Applied workaround would be something like this:
grep swap /var/log/dmesg |grep "dead -> active"
[ 1.995413] systemd: dev-dm\x2d1.swap changed dead -> active
[ 1.995495] systemd: dev-cl-swap.swap changed dead -> active
[ 1.995550] systemd: dev-disk-by\x2did-dm\x2dname\x2dcl\x2dswap.swap changed dead -> active
[ 1.995616] systemd: dev-disk-by\x2did-dm\x2duuid\x2dLVM\x2dXOAK7DHxMdmQCrNdwWE3Pt836Q9pHYSGyrO9ycCGeIYavzbamVWNKMaVUMLf1NWZ.swap changed dead -> active
[ 1.995678] systemd: dev-disk-by\x2duuid-6509e6e1\x2daf2d\x2d4d23\x2d9ebd\x2da9aa8801e658.swap changed dead -> active
For each problematic system one would need to create /etc/systemd/system/swap.target with the following content from precedent output:
After=dev-disk-by\x2duuid-6509e6e1\x2daf2d\x2d4d23\x2d9ebd\x2da9aa8801e658.swap dev-dm1.swap dev-disk-by\x2did-dm\x2duuid\x2dLVM\x2dXOAK7DHxMdmQCrNdwWE3Pt836Q9pHYSGyrO9ycCGeIYavzbamVWNKMaVUMLf1NWZ.swap dev-disk-by\x2did-dm\x2dname\x2dcl\x2dswap.swap dev-cl-swap.swap dev-dm\x2d1.swap
Else, the system attempts to swapoff each alias prior to stopping the rest of the system.
It seemed RH has been working on bz#1379268 and bz#1298355 to back port
upstream patch to fix the issue.
Bug 1379268 - backport upstream commit 681c8d8 to make sure all swap units are ordered before the swap target
Bug 1298355 - kickstart stuck at "Reached Target Shutdown" stage when removing media before shutdown completes
https://bugzilla.redhat.com/show_bug.cgi?id=1379268 is reported as being a duplicate of https://bugzilla.redhat.com/show_bug.cgi?id=1298355, which it is not.
https://bugzilla.redhat.com/show_bug.cgi?id=1379268 should be reopened.
This message is a reminder that Fedora 25 is nearing its end of life.
Approximately 4 (four) weeks from now Fedora will stop maintaining
and issuing updates for Fedora 25. It is Fedora's policy to close all
bug reports from releases that are no longer maintained.
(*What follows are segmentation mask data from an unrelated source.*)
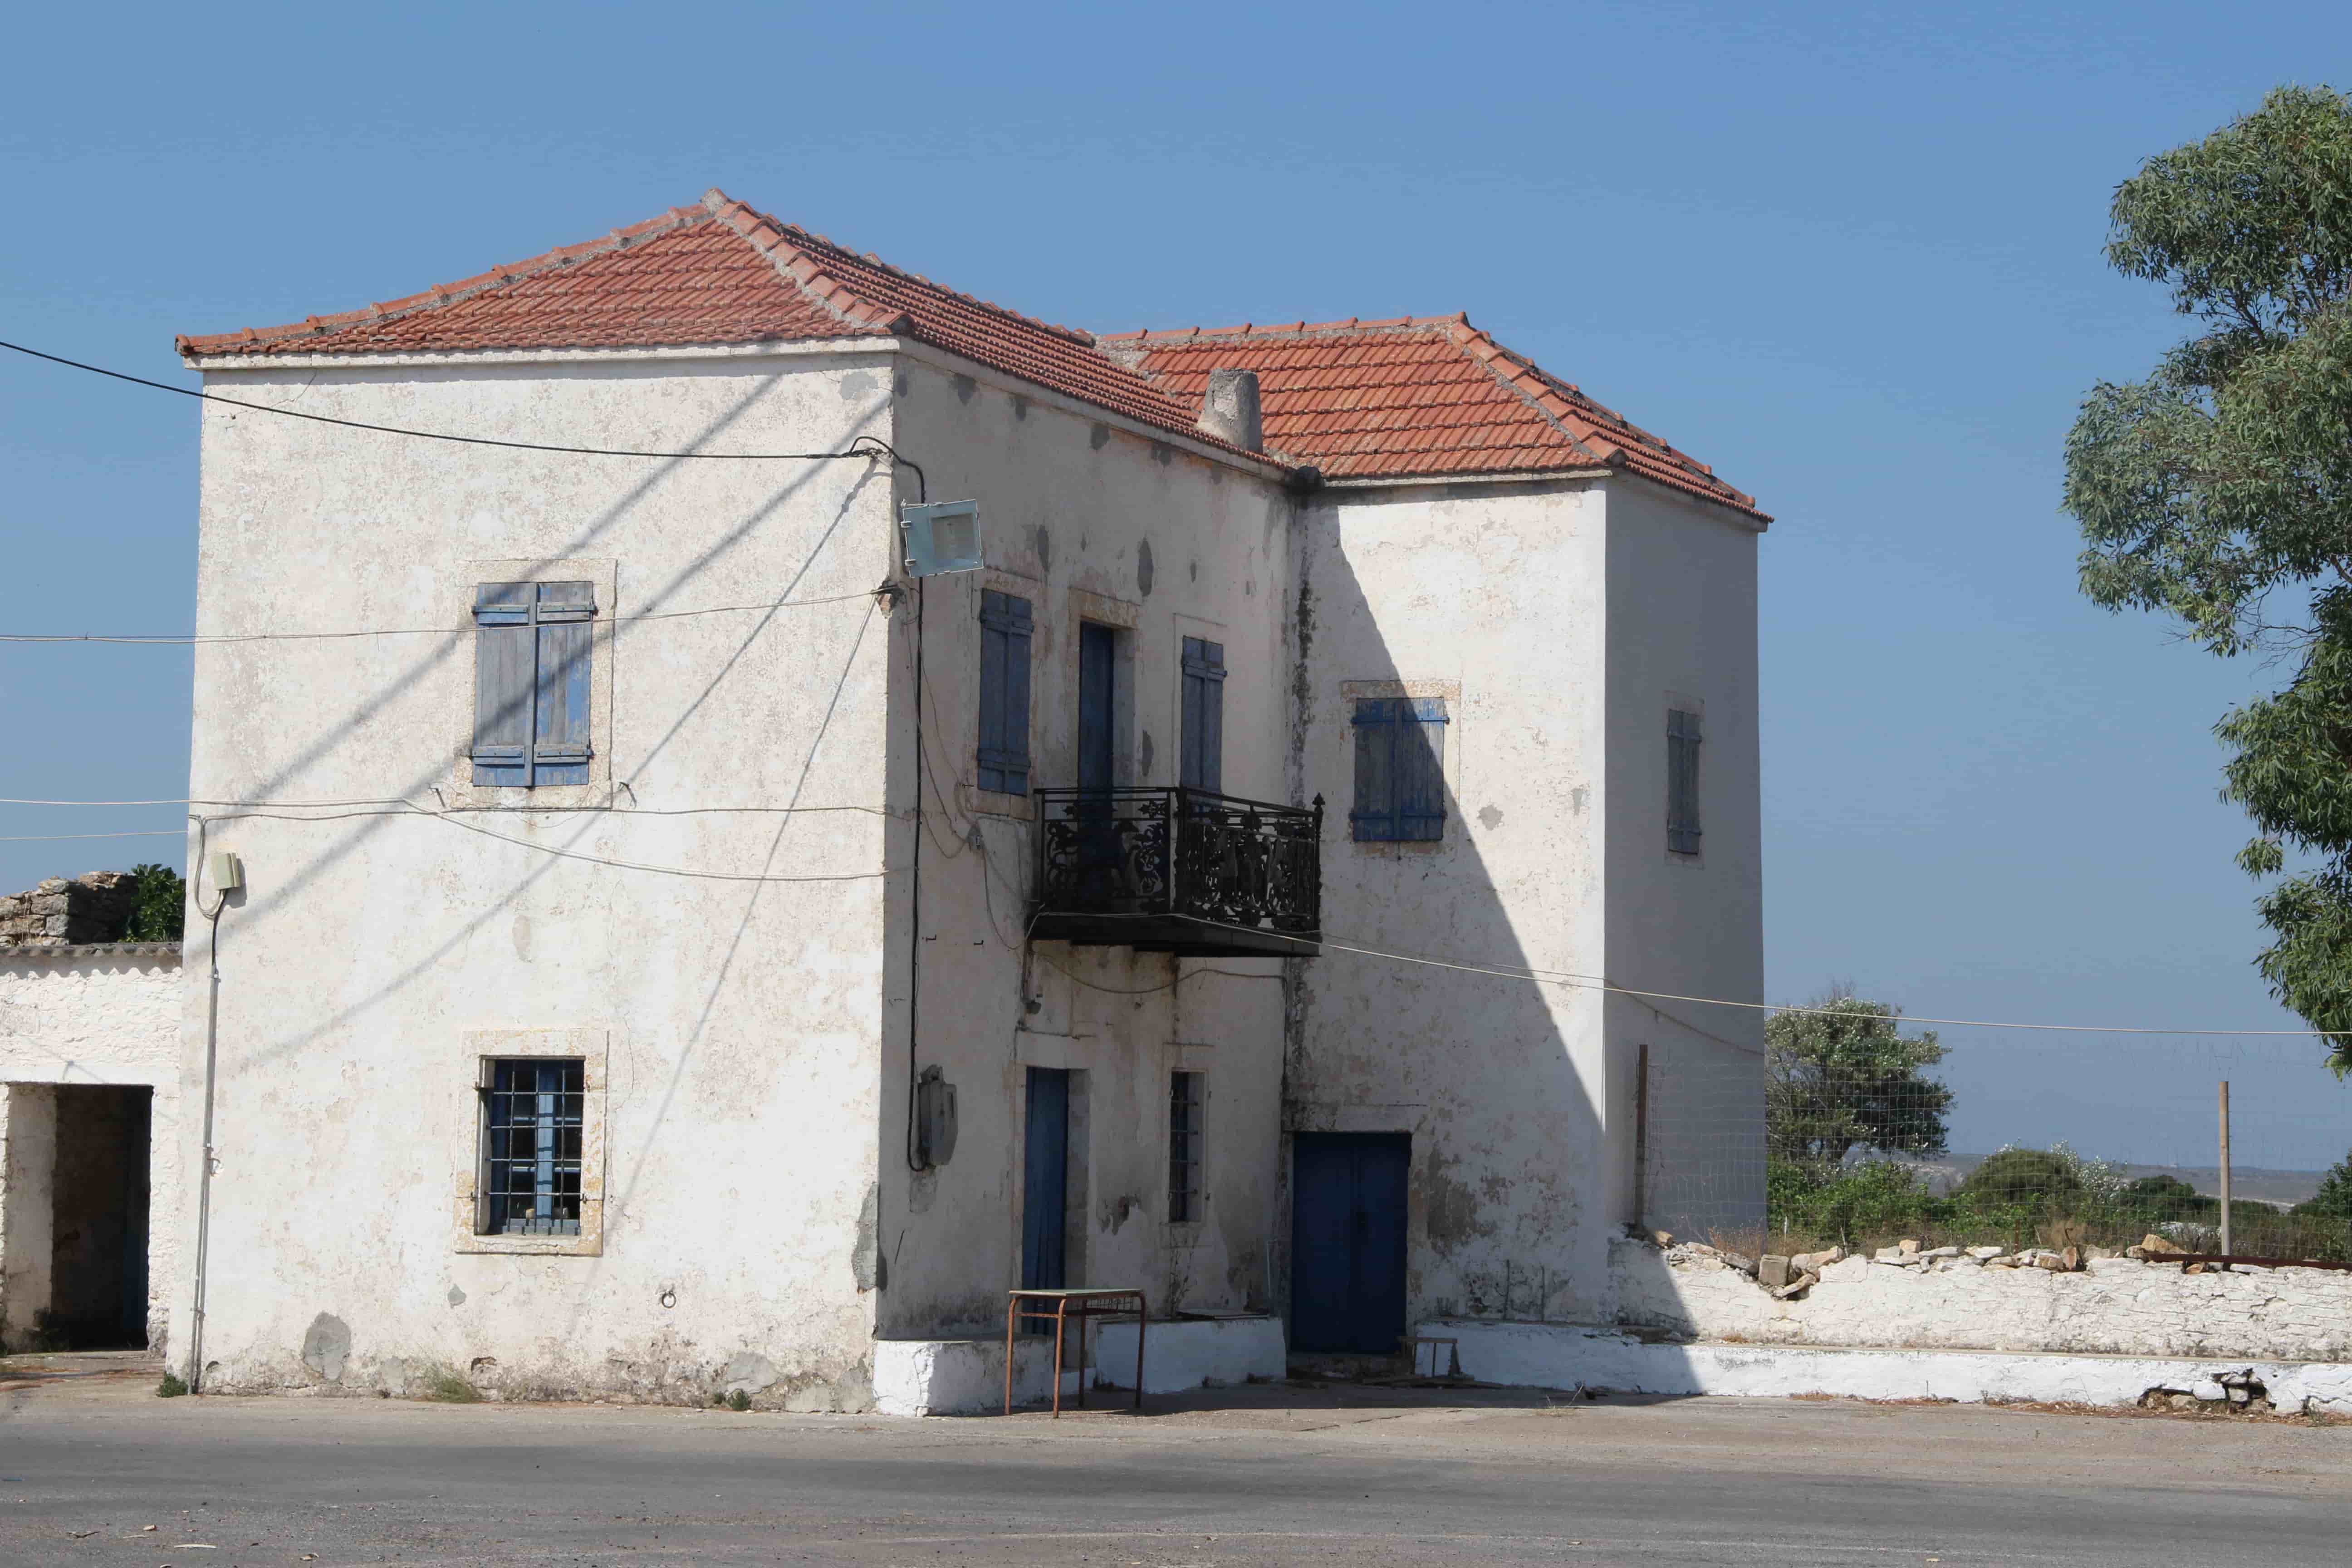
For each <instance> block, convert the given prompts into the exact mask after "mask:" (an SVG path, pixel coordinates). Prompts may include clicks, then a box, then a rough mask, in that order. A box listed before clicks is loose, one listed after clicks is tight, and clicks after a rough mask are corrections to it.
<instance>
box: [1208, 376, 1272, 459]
mask: <svg viewBox="0 0 2352 1568" xmlns="http://www.w3.org/2000/svg"><path fill="white" fill-rule="evenodd" d="M1192 423H1195V425H1200V428H1202V430H1207V433H1209V435H1214V437H1216V440H1221V442H1232V444H1235V447H1244V449H1247V451H1263V449H1265V421H1263V418H1261V416H1258V371H1254V369H1214V371H1209V393H1207V395H1204V397H1202V400H1200V418H1195V421H1192Z"/></svg>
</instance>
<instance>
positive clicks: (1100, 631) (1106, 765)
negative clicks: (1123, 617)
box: [1077, 621, 1120, 790]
At that time
this bug will be closed as EOL if it remains open with a Fedora 'version'
Package Maintainer: If you wish for this bug to remain open because you
plan to fix it in a currently maintained version, simply change the 'version'
to a later Fedora version.
Thank you for reporting this issue and we are sorry that we were not
able to fix it before Fedora 25 is end of life. If you would still like
to see this bug fixed and are able to reproduce it against a later version
of Fedora, you are encouraged change the 'version' to a later Fedora
version prior this bug is closed as described in the policy above.
Although we aim to fix as many bugs as possible during every release's
lifetime, sometimes those efforts are overtaken by events. Often a
more recent Fedora release includes newer upstream software that fixes
bugs or makes them obsolete.
Fedora 25 changed to end-of-life (EOL) status on 2017-12-12. Fedora 25 is
no longer maintained, which means that it will not receive any further
security or bug fix updates. As a result we are closing this bug.
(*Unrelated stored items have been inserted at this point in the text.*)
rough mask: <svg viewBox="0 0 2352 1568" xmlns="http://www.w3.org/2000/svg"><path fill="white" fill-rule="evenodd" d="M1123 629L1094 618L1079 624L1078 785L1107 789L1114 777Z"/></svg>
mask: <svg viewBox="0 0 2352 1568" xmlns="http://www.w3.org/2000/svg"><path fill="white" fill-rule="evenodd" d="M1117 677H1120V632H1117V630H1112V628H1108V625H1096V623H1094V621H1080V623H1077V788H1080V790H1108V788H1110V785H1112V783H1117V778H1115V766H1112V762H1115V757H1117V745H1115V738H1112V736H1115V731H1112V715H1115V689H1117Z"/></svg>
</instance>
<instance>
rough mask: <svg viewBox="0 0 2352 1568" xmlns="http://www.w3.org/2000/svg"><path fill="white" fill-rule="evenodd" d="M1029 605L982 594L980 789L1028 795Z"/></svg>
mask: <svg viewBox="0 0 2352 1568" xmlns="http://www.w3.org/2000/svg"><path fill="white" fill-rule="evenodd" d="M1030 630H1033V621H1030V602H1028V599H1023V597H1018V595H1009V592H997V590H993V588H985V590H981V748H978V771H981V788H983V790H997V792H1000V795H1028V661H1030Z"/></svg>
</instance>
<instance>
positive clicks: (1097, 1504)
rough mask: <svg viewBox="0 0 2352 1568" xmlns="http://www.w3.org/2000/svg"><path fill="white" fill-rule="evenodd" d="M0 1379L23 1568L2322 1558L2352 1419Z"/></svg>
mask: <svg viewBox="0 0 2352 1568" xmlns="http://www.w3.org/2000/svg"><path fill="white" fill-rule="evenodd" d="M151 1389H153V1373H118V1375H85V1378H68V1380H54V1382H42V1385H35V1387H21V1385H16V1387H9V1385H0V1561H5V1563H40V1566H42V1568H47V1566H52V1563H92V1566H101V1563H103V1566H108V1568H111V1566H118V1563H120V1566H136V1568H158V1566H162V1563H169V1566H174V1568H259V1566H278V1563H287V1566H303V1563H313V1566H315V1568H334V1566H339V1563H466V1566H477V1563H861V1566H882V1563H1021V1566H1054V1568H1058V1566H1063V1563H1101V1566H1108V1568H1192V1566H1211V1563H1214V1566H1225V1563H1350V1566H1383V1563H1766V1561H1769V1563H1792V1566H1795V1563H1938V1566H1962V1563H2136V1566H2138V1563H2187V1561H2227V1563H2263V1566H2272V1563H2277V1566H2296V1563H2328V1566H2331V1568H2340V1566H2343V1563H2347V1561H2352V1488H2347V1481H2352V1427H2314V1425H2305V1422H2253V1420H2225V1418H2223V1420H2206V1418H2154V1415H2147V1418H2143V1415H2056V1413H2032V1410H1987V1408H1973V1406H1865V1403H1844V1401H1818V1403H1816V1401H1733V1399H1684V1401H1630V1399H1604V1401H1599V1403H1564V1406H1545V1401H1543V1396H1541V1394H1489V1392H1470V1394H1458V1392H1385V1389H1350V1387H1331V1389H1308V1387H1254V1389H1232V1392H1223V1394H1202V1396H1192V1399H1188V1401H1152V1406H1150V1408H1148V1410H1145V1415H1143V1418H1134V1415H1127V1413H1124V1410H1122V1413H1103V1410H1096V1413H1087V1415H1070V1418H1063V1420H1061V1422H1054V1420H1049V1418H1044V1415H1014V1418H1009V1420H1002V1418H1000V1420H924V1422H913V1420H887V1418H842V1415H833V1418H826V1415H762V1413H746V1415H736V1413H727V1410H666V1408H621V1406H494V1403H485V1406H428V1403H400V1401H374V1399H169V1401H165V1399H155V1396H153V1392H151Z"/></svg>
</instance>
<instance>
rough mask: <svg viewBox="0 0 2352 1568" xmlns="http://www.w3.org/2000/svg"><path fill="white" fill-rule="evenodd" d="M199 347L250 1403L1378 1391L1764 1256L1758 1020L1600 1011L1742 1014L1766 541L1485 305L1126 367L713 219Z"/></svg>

If you can reproduce this bug against a currently maintained version of
Fedora please feel free to reopen this bug against that version. If you
are unable to reopen this bug, please file a new report against the
current release. If you experience problems, please add a comment to this
Thank you for reporting this bug and we are sorry it could not be fixed.